Second, Elias fails to tell readers that the Yes on Prop. 6 campaign has a better alternative solution to fixing the roads without a tax hike. In fact, prior to the latest gas tax hike, Californians already paid some of the highest gas taxes in the nation. Unfortunately, the politicians continue to divert the money from roads and what little money is left is wasted. Our alternative solution fixes that problem with a real Citizens Lock Box – not a phony one written by politicians.
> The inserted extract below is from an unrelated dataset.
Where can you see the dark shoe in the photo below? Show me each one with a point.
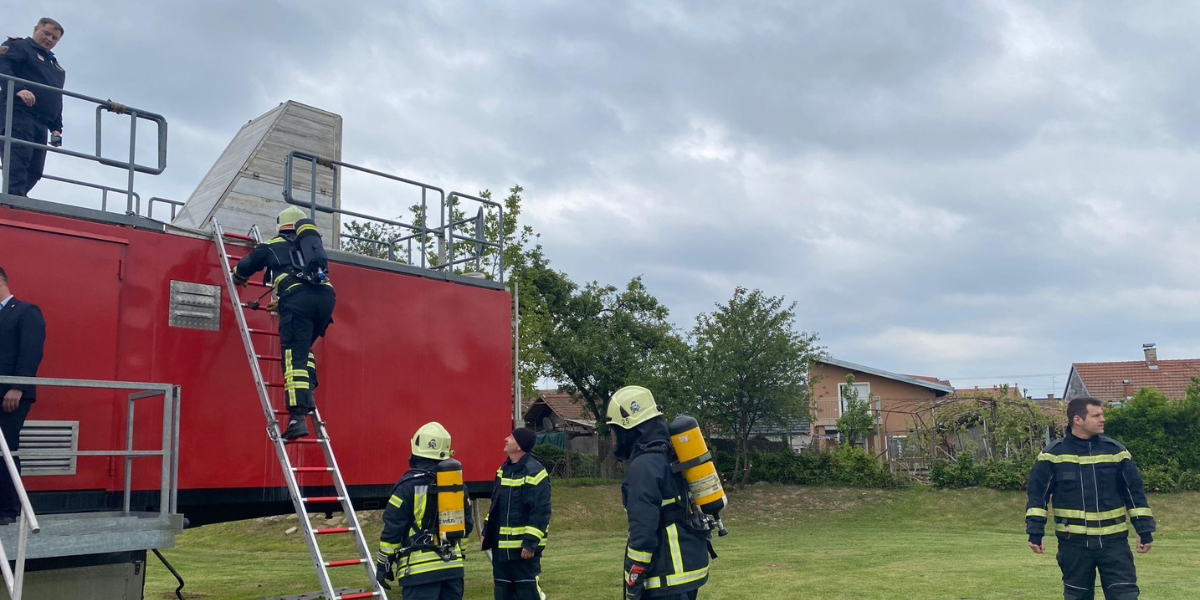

Elias should have done his homework – but he didn’t. We urge you to do your homework by getting the facts at GasTaxRepeal.org.

Carl DeMaio

Chairman, Yes on Prop. 6

OB is ‘something worth saving’

EDITOR: I was born at Sonoma Valley Hospital in 1981. I was raised in this town, attended our local schools. I went away to college and grad school and started a family out of state. When it came time to get serious about where I wanted to live and work and raise my family, I moved back to Sonoma. I bought a house and send my kids to local schools. I chose this community because it has a center, not just physically, but morally and spiritually. It has a character. It values work and family and a sense of belonging no matter what your circumstances. My first child was born in a massive hospital in the middle of Manhattan. They put an ankle bracelet on her in the nursery because there were so many babies, she could get mixed up, or worse, kidnapped. In Sonoma, I’m lucky enough to have a health plan that lets me see all local doctors. When I became pregnant with my second child I was so thrilled, beyond excited that I could see a local OBGYN and deliver my child at the very same hospital where I was born. The act of labor was no more fun the second time than it was the first time, but the entire experience was completely opposite. My family was invited to be a part of it. The nurses showed genuine care and concern. They, especially Rebecca, gave me the strength and the ownership to be present and in control of the process. That is rare in modern births and it’s something that will never be reflected in Sonoma Valley Hospital administration’s cost/benefit analyses and income graphs (“Jobs, Health At Risk With OB Closure?” Aug. 3). It’s something worth saving. If the SVH Board of Directors truly cared about providing women’s health services in Sonoma, for our people, our friends and neighbors and colleagues... if that were a real desire, they would have found a way to keep it. Instead, they voted to close it. The board members are elected by the people of this district, and come November, we should remember that they oversaw the situation and voted for the last baby to be born in Sonoma on or before Oct. 31, 2018.

Angela Ryan

Sonoma

Crazy… crazy for lovin’ ‘Always Patsy Cline’!

EDITOR: Last month for only $45… great seats at Sonoma Community Center… I saw “Always Patsy Cline” before a packed house!

Wonderful songs and music and stellar performance by the entire cast. Vintage Patsy Cline that melts your heart and with strong emotion. If the rest of Sonoma Arts season is like this… it is must see!

Congratulations and well done!

Gary D. Nelson

Sonoma Valley

‘Elections have consequences’

EDITOR: The Hospital Board was elected to reflect the needs of the community they serve. Cutting the OB program (“Hospital May Cut Obstetrics, Skilled Nursing to Trim Costs,” July 17) is clearly not what the community desires. If the next move is to cut the Skilled Nursing unit, then what’s next? We approved a parcel tax (twice) and a bond issue for the addition and earthquake upgrades. During those campaigns there was no mention of cutting services if they passed. In fact, we were told that the hospital would be just fine if they passed.

Maybe we need a re-energized board and hospital management with the will, the ambition and creativity to market the OB and Skilled Nursing units. I’ve seen no public effort to do that since the district supported the parcel and bond elections.

As we have seen from afar, elections have consequences. If the district voters want these services then they must vote for directors that will find a way to get the job done. Or not.